Константин Симонов - Дым отечества
– Без нее не воротится. Упрямая, не в отца, не в мать, – в дядю, наверное, – сказала Елена и стала разливать из кастрюли по стаканам компот. Завтрак, по ходу дела превратившийся в обед, заканчивался.
Басаргин откинулся на спинку стула и, пока Елена разливала компот и раскладывала по блюдцам чайные ложечки, на минуту закрыл глаза.

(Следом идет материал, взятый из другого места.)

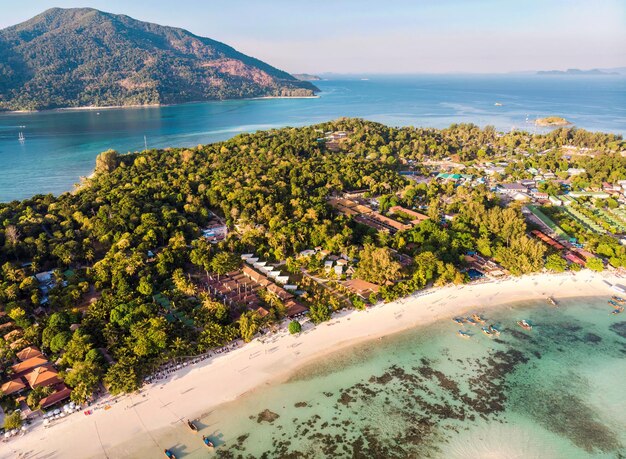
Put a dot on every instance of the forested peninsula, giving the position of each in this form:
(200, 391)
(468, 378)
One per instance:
(144, 263)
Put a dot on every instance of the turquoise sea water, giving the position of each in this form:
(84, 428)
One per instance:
(60, 147)
(554, 392)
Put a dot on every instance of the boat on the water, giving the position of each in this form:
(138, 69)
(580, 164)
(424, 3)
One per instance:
(192, 426)
(478, 318)
(207, 442)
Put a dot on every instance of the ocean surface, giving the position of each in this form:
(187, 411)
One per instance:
(60, 147)
(556, 391)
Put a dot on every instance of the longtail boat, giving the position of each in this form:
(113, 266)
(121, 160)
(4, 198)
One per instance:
(192, 426)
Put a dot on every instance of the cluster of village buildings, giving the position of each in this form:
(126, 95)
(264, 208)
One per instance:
(32, 371)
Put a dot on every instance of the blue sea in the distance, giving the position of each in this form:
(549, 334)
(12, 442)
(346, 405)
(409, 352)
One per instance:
(61, 146)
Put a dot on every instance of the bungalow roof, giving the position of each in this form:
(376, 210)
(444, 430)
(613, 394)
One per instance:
(13, 386)
(63, 393)
(28, 353)
(29, 364)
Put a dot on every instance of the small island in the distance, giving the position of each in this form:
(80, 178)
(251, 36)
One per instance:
(551, 121)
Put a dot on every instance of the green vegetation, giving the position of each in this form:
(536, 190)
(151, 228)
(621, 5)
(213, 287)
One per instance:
(85, 57)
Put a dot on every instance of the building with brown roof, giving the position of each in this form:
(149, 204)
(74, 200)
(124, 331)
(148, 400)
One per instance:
(28, 353)
(417, 218)
(294, 308)
(13, 386)
(42, 377)
(61, 394)
(29, 364)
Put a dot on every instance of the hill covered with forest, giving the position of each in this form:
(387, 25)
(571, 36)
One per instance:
(85, 57)
(119, 270)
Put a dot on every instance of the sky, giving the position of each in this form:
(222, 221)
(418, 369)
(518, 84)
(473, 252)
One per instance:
(389, 36)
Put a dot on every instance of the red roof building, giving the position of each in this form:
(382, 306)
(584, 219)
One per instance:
(29, 364)
(61, 394)
(13, 386)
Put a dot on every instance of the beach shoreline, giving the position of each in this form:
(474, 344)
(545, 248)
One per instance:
(194, 391)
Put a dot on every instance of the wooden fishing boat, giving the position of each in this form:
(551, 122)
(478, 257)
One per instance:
(207, 442)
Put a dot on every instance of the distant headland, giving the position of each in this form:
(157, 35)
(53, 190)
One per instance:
(576, 72)
(306, 77)
(82, 57)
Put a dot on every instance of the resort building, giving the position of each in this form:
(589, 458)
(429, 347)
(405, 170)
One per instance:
(362, 288)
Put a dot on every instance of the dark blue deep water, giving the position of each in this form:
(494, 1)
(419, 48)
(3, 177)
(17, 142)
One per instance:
(60, 147)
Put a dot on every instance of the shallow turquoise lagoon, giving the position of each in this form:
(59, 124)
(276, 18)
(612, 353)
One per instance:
(556, 391)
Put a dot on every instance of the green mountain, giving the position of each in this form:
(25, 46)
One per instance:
(85, 57)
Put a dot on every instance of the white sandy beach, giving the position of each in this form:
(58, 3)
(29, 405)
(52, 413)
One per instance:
(195, 390)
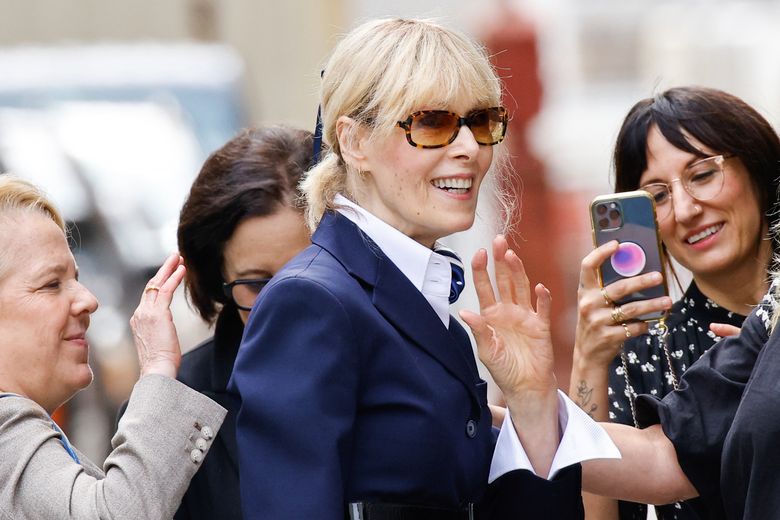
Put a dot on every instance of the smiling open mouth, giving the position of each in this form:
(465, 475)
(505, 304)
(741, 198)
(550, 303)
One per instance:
(459, 185)
(704, 234)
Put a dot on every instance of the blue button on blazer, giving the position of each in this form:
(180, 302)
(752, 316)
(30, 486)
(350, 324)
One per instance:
(353, 390)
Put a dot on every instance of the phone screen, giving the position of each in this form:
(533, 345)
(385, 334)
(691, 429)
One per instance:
(630, 219)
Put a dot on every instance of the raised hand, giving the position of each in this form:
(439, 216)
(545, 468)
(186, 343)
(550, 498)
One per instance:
(154, 332)
(514, 342)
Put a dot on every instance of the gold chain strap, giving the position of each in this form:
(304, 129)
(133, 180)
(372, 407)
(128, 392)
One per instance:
(661, 331)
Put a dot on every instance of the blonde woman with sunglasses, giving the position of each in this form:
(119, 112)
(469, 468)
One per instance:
(711, 163)
(360, 396)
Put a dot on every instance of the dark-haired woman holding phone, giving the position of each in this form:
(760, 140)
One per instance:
(711, 163)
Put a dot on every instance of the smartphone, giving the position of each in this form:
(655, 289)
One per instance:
(629, 218)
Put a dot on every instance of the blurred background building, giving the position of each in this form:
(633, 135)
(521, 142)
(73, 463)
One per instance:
(112, 107)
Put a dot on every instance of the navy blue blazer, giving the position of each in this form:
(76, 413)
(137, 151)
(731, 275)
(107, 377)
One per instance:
(214, 490)
(353, 390)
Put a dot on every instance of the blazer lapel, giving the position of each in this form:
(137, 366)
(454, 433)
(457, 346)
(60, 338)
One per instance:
(396, 298)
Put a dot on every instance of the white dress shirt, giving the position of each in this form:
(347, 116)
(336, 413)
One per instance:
(582, 438)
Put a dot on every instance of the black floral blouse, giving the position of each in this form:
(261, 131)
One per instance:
(649, 373)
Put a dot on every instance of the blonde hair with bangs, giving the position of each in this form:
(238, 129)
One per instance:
(381, 72)
(18, 196)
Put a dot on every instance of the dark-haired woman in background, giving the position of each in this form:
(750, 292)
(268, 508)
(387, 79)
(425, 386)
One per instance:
(711, 162)
(238, 227)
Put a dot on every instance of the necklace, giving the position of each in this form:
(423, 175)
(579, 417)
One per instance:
(661, 331)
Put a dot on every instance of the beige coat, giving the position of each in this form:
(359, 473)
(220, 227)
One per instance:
(158, 447)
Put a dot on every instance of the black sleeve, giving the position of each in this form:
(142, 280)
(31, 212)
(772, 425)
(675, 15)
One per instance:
(697, 417)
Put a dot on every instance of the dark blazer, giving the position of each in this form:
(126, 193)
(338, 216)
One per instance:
(353, 390)
(214, 490)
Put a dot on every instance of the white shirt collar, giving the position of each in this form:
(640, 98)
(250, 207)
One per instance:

Услыхав еще на вокзале, что увидит жену только завтра в пять утра, он, пораженный этим известием, пока запретил себе не только разговаривать, но и думать о Кате. Но сейчас оказалось достаточно всего минуты молчания для того, чтобы мысль о предстоящей встрече целиком овладела им.
На стенных часах пробило два. Он увидит ее только через пятнадцать часов. Вся его многообразная тоска по родине, а вернее, любовь, превращенная в тоску расстоянием, сейчас сосредоточилась на одной Кате. Он думал о ней, и ему хотелось, не стыдясь своей любви, забросать людей, сидевших с ним рядом, тысячью вопросов. Как она? Что она? Как она выглядит? Где она спит? Где ее место за этим столом?
Будь здесь перед ним одна сестра, Басаргин спросил бы ее обо всем этом, но, открыв глаза, он увидел прямо перед собой Григория Фаддеича, с его все понимающей улыбкой, и сдержался.
– Значит, Катя приезжает в пять?
– В пять, – сказал Григорий Фаддеич. – Если поезд не опоздает. У нас тут поезда опаздывают – это тебе не Америка.
Елена сказала, что Гришка скучает без матери, особенно когда та дежурит по вечерам и не может сама укладывать его спать, – и разговор перешел на семейные темы.
Заговорили о детях. Григорий Фаддеич снова вспомнил о погибшем Анатолии, а кончив говорить о нем, перевел разговор на младшего – Егора, которого хвалил тоже долго и обстоятельно – и за успехи в школе, и за послушание, и в особенности за хороший характер.
– Парень положительный – в меня!
О среднем сыне – Иване – не было сказано ни слова.
– А как Ваня? – спросил Басаргин.
– А ну его к лешему, и говорить о нем не хочу. От рук отбился. В Смоленск уехал, с глаз долой. В ремесленное пошел. Кто его знает, чем он там занимается. А все Шурка! Он его туда и сманил, в ремесленное. Это он мне нарочно насолил, Шурка твой!
Григорий Фаддеич не удержался и даже пристукнул по столу кулаком.
Басаргин почувствовал, что глухое раздражение против Шурки было общим в семье, и в этом пункте сходились и кроткая Елена и Григорий Фаддеич, который прежде не только хорошо относился к Шурке, но даже баловал его. Видимо, что-то переменилось, Басаргин хотел спросить об этом, но удержался. Прежде чем спрашивать, надо увидеть самого Шурку. «Какой он теперь?» – подумал Басаргин и попробовал мысленно представить себе его, но вспомнил, что теперь Шурка – уволенный вчистую старший лейтенант и что у него нет одной руки. И, вспомнив все это, уже окончательно не мог представить себе нынешнего Шурку.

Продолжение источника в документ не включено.